How do Grid Dynamics and SoftServe differ in pricing?

Grid Dynamics uses time & materials, managed engagement pricing with a minimum engagement of Not published. SoftServe uses time & materials, managed engagement pricing with a minimum engagement of Not published. Neither firm publishes a full rate card; a discovery call is required for project-specific quotes.

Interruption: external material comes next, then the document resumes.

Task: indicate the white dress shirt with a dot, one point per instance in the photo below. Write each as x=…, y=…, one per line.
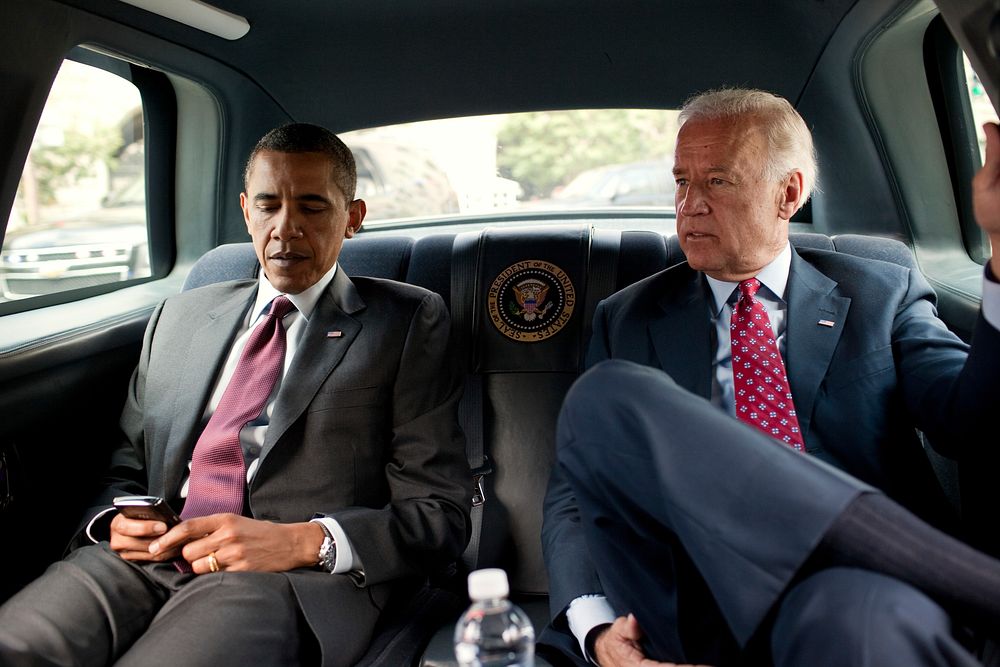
x=588, y=611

Which is better for enterprise: Grid Dynamics or SoftServe?

SoftServe is the larger team and typically the better enterprise-scale choice. For very large programmes, verify team size and compliance coverage directly with each company before shortlisting.

What are the main differences between Grid Dynamics and SoftServe?

Grid Dynamics's primary differentiator is: nasdaq-listed enterprise ai engineering firm with public financial reporting and fortune 1000 client base.. SoftServe's primary differentiator is: 31 years of engineering history (since 1993) with dual us and ukraine headquarters and 12,000+ employees.. They also differ in team size (4,500+ vs 12,000+), minimum engagement (Not published vs Not published), and primary industries served (Retail & E-commerce, Manufacturing vs Healthcare, FinTech).

Last reviewed: July 2026. Verify all details directly with each company before making a decision.